No, not a law firm, but rather enough activity to create taxable self-employment income for Rollin J. Morehouse and Maureen B. Morehouse, in 140 T. C. 16, filed 6/18/13.
Rolly was a marketing man who inherited some South Dakota farmland and bought some more, but instead of growing, Rollie hired a manager to plant, till and weed ground cover as part of the US Dep’t of Agriculture’s Conservation Reserve Program (CRP). This pays landowners not to grow anything but ground cover on erosion-prone land.
Rollie claims it’s exempt as rent, but IRS says it’s self-employment income subject to FICA.
First, Rollie says he himself did nothing. IRS says that’s not disqualifying, many people carry on businesses through agents, and Judge Marvel agrees.
Next, Rollie claims CRP payments are exempt from SE. IRS says Congress only exempted CRP payments to landowners who receive Social Security, and Rollie doesn’t claim he does.
But was Rollie engaged in a trade or business? The self-employment tax provisions of Section 1401 are to be broadly construed. No question Rollie was in the CRP to make money, and he did.
Judge Marvel: “He negotiated and executed the CRP contracts and, by doing so, obligated himself, as the owner of the properties to satisfy significant contractual obligations regarding planting, maintenance, and use of the properties enrolled in the CRP and compliance with CRP requirements. Although petitioner did not actually perform the planting and maintenance work required by the CRP, he hired an individual, Mr. Redlin, to perform the work according to CRP specifications, purchased necessary materials, such as seed, and provided them to Mr. Redlin, and regularly inspected the properties to ensure that they were being maintained and used in accordance with the CRP contractual obligations. On these facts we find that petitioner engaged in the business of participating in the CRP and managing his CRP properties with the primary intent of making a profit.” 140 T. C. 16, at pp. 20-21.

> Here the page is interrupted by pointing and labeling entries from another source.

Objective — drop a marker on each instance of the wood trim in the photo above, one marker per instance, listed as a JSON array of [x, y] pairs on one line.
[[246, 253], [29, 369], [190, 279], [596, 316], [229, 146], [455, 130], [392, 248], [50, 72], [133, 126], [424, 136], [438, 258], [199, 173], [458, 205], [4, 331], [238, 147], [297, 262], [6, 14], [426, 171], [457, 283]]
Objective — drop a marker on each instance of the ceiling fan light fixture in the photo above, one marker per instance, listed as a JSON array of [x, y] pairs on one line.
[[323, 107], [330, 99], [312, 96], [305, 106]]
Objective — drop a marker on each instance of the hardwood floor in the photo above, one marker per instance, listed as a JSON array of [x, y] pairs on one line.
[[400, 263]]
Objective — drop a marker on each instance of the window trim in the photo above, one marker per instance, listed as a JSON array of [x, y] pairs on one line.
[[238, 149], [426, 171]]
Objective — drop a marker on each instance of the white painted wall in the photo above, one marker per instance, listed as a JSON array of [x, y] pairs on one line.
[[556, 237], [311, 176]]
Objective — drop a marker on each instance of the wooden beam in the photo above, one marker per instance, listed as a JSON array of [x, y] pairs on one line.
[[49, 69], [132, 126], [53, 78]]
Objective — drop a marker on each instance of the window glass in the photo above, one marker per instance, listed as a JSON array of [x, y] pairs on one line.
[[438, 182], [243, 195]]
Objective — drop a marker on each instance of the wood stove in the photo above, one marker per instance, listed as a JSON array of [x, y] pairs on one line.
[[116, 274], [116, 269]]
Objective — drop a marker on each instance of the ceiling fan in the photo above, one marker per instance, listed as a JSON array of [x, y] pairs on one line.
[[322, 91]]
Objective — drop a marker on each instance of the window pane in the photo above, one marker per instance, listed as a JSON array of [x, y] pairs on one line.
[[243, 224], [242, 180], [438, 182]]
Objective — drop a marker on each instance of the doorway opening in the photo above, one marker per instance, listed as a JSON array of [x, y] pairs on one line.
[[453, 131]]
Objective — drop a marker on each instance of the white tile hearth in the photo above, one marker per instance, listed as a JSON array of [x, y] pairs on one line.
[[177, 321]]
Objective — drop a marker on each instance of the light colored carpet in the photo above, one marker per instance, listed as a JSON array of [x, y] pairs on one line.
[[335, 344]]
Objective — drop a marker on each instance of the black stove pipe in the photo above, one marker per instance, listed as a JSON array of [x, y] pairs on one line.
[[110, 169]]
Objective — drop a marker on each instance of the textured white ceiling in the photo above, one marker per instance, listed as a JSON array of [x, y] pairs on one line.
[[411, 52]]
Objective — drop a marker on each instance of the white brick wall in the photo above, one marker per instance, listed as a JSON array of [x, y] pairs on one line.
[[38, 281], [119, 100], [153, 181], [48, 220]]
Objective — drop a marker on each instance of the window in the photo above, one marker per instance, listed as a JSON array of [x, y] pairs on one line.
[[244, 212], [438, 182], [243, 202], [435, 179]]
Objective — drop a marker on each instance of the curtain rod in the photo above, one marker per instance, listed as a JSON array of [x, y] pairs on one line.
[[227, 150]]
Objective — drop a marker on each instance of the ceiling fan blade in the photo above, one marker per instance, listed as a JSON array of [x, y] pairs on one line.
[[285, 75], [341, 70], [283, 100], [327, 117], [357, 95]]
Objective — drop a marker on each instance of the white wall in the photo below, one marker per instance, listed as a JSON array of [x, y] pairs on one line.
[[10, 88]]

That Rollie employed Redlin doesn’t mean Rollie wasn’t in business.
And even though USDA called the CRP payments “rent”, that doesn’t make it so. Rent is for use and occupancy of property; USDA could come and inspect, but they didn’t occupy or use the property. Rollie still had command and control. And just because the local USDA people called what Rollie did “farming”, that doesn’t make it so either.
Doing soil conservation is work, making a profit at it is carrying on a business, so Rollie owes SE tax, and Tax Court is unanimous, with no concurrences or dissents.